In most industries of the economy, productivity can be improved. Workers or capital can produce more output in less time, allowing wages or rent to rise without dramatically increasing prices. But some activities don’t function in this way. A ballet performance today still requires just as many dancers, the same rehearsal time, and the same duration as it did a century ago. A symphony cannot be “sped up” without changing what it is. These art forms are constrained by a structural productivity ceiling, yet they must compete in a labor market where wages are rising elsewhere.

The result is a structural problem. As costs increase, ticket prices rise, thereby limiting access. Recent data reflects this pressure. A 2026 report found that U.S. opera companies with budgets over $1 million saw ticket sales fall 21% from 2019 to 2023, while ticket revenue dropped 22% over the same period. At the same time, donations and grants made up just 19% of budgets in 2023, down from about 25% in 2019, suggesting weaker financial support overall. Even though attendance was about 2.09 million in the 2022–2023 season, the audience is now smaller and older, which makes it harder to replace them over time.

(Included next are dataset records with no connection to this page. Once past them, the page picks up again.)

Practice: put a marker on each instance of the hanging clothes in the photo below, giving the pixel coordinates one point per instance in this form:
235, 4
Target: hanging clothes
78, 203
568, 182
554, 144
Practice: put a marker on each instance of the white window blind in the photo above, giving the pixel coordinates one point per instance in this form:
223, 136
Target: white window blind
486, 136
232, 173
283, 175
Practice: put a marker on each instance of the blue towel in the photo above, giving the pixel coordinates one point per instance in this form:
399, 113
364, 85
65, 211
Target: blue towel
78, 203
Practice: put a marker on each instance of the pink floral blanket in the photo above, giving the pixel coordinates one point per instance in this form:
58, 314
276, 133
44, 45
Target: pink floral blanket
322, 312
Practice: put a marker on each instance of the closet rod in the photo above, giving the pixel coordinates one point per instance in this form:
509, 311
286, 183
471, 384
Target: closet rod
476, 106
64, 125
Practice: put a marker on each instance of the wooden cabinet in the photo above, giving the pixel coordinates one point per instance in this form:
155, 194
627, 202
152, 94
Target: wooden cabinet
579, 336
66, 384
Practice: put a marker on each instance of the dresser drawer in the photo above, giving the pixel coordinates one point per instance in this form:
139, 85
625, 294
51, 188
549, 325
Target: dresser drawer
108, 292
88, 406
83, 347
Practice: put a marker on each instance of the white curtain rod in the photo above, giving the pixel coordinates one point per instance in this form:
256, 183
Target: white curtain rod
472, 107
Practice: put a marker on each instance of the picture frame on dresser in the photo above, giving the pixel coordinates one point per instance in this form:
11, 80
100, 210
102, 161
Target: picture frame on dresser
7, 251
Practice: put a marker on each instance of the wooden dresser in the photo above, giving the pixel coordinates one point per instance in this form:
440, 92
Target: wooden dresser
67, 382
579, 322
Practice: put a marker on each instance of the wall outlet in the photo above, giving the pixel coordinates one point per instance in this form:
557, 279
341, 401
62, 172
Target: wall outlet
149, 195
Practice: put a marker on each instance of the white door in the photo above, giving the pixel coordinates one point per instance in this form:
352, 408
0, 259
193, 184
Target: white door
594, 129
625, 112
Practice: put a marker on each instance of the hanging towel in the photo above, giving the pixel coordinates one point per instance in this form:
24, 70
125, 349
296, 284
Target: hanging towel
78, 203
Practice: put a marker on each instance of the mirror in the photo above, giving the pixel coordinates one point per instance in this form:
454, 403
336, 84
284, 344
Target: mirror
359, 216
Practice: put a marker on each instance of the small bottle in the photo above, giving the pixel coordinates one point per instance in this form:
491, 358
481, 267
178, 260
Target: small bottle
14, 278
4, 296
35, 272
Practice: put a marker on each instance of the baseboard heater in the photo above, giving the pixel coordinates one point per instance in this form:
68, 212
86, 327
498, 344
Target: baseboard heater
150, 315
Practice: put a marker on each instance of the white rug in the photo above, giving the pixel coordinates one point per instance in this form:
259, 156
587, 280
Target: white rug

At the same time, newer forms of entertainment operate under a completely different economic model. A film or a show may be expensive to produce, but once created, it can be distributed to millions at almost no additional cost. Meaning the marginal cost of one more viewer is close to zero. This allows prices to remain low while reach expands globally. Netflix, for instance, spent roughly $17 billion on content in 2023; these fixed costs spread across 260 million subscribers worldwide.

The contrast is not just between old and new art, but between two economic structures. One is inherently limited, labor-intensive, and increasingly expensive. The other is scalable, replicable, and cost-efficient. In a market system, the second one will almost always dominate. So when Chalamet says 'no one cares,' he may be describing an outcome shaped more by economics than by genuine indifference. Preferences do matter, but they are shaped by constraints.